Proteins may be tagged, e.g. with identifiable tags, to allow for multiplexing of samples. Some non-limiting examples of identifiable tags include: fluorophores or nucleic acid barcoded base linkers. Fluorophores used may include fluorescent proteins such as GFP, YFP, RFP, eGFP, mCherry, tdtomato, FITC, Alexa Fluor 350, Alexa Fluor 405, Alexa Fluor 488, Alexa Fluor 532, Alexa Fluor 546, Alexa Fluor 555, Alexa Fluor 568, Alexa Fluor 594, Alexa Fluor 647, Alexa Fluor 680, Alexa Fluor 750, Pacific Blue, Coumarin, BODIPY FL, Pacific Green, Oregon Green, Cy3, Cy5, Pacific Orange, TRITC, Texas Red, R-Phycoerythrin, Allophcocyanin, or other fluorophores known in the art.

Any number of protein samples may be multiplexed. For example a multiplexed reaction may contain proteins from 2, 3, 4, 5, 6, 7, 8, 9, 10, 11, 12, 13, 14, 15, 16, 17, 18, 19, about 20, about 25, about 30, about 35, about 40, about 45, about 50, about 55, about 60, about 65, about 70, about 75, about 80, about 85, about 90, about 95, about 100 or more than 100 initial samples. The identifiable tags may provide a way to interrogate each protein as to its sample of origin, or may direct proteins from different samples to segregate to different areas on a solid support.
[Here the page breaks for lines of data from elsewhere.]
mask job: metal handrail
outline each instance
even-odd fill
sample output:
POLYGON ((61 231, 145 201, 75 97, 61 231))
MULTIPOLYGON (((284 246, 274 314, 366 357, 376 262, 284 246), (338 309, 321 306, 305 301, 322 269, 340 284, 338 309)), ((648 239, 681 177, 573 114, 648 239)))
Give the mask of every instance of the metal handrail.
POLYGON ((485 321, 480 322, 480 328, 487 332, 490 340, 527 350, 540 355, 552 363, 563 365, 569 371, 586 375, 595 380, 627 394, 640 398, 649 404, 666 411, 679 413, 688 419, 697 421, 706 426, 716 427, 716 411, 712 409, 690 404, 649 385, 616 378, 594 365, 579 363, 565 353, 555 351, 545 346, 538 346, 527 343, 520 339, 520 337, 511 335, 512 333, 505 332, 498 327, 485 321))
In some embodiments, the proteins are then applied to a functionalized substrate to chemically attach the proteins to the substrate. In some cases, the proteins may be attached to the substrate via biotin attachment. In some cases, the proteins may be attached to the substrate via nucleic acid attachment. In some embodiments, the proteins may be applied to an intermediate substance, where the intermediate substance is then attached to the substrate. In some cases, proteins may be conjugated to beads (e.g., gold beads) which may then be captured on a surface (e.g., a thiolated surface). In some cases, one protein may be conjugated to each bead. In some cases, proteins may be conjugated to beads (e.g., one protein per bead) and the beads may be captured on a surface (e.g. in microwells and/or nanowells).